Música
Artigo de Aramis Millarch originalmente publicado em 16 de novembro de 1985
Quando José Fontella e a bela Maria Luiza Benites, apresentadores da 5ª Seara da Canção Gaúcha, chamaram o compositor e cantor Cenair Maicá, para integrar o júri, as quase 2 mil pessoas que lotavam o ginásio da Acapesul, em Carazinho, na noite de quinta-feira, 7 de dezembro, levantaram-se para aplaudir o artista missionero. Entre a admiração e a emoção, Cenair fazia praticamente sua reentré no movimento nativista, após mais de um ano de grave enfermidade que emocionou todo o Rio Grande do Sul.

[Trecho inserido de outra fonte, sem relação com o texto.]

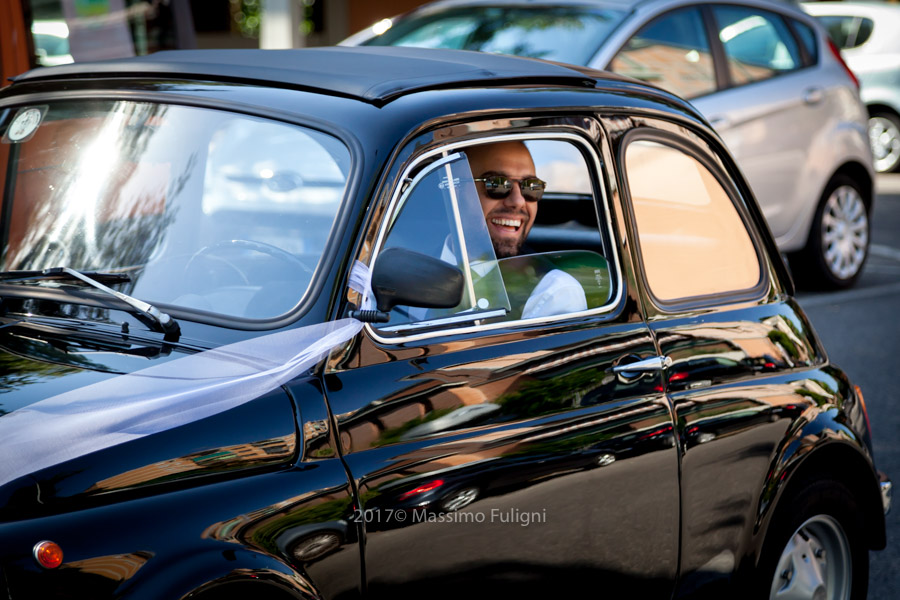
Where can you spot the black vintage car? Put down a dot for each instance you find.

Gaúcho da região missionera - (nasceu em Tucunduva, distrito do município de Águas Frias), Cenair Maicá, 38 anos, forma ao lado de Noel guarany, Pedro Ortega e, especialmente, Jaime Caetano Braun, a força mais importante do chamado canto missionero. Originário da região dos 7 Povos das Missões, de uma família de 10 irmãos que viveu muitos anos na Argentina, Cenair, ao lado de Noel foi dos primeiros artistas a gravarem a música missionera. Partindo de um compacto simples, produção independente, mostraram o vigor do novo canto que se fazia no extremo do Brasil, na divisa com a Argentina.
Nascido em São Luiz Gonzaga (26/12/1941), Noel Guarani tornou-se o primeiro cantor missionero a ter sua obra destacada, especialmente a partir de seu primeiro lp ("Filosofia de Guadério", 1971, Premier) e posteriormente faria vários outros discos (na Odeon e RGE), participando também da série "Música Popular do Sul", da Marcus Pereira). Entretanto, devido ao seu temperamento explosivo, briguento e violento, Noel hoje está praticamente afastado do movimento nativista, preocupando-se em disputar uma cadeia na Câmara de sua cidade natal. Em compensação, Cenair se projetou como o grande nome do movimento missionero, gravando inicialmente na CID e, posteriormente, fazendo dois belos lps na WEA (dos quais, há poucos meses, foram extraídos faixas para um lp que está em catálogo). Autodidata como a maioria dos artistas gaúchos, Cenair começou cedo a fazer música, tendo formado com o irmão Adelque, uma dupla que, em 1961, vindo a Curitiba, aqui conheceu um senhor que pretendia produzir discos 78rpm através da etiqueta Araucária. Os irmãos Maicá chegaram a gravar um 78rpm que, por sinal, nunca foi editado - como aliás, a maioria dos outros artistas contratados por esta etiqueta que justifica, aliás, uma pesquisa a respeito.
Com problemas de deficiências nos rins, Cenair passou o ano de 1984 e, parte de 1985, hospitalizado, mas graças a um transplante do rim de seu irmão Darci, 48 anos, recuperou-se totalmente. E, no show que fez em Carazinho, iniciou cantando uma emotiva música falando de sua doença. Antes, porém de se submeter a intervenção cirúrgica (no dia 13 de julho último, no Hospital Conceição, em Porto Alegre), Cenair fez questão de gravar um novo disco, com composições desenvolvidas com vários parceiros (Nenito, Jayme Caetano Braun, João Alberto Pretto, Talo Pereira, Amaury Beltrão de Castro e sua esposa Issara Batista), além da "Milonga Vanerada", do maestro Bury, bandoneonista nascido na Finlândia, criado na Argentina e que hoje acompanha Cenair em seus shows. Foram dez músicas de grande força, com a participação de Bury no bandoneon e de exímios acordeonistas (Albino Manique, Gilberto Monteiro) e violonistas (Oscar Soares / Lúcio Yonel) e que formam o lp "Meu Canto", recém-lançado pela Continental.
As canções de Cenair Maicá falam da terra, de sentimentos, da bravura dos homens, mas não esquecem o amor. Com fervor diz que "Em todo canto onde meu canto chegar/ A de brotar esta semente que plantei /Destes frutos nascerá outras sementes / E pela América com o povo cantarei". Profundamente social, em parceria com o grande poeta missionero Jayme Caetano Braun, fala do êxodo rural na tocante milonga "João Sem Terra", no qual faz até uma crítica ao BNH:
Não paga o BNH e usa o barro brasileiro.
Mas te cuida João Barreto que os homens vão te pegar".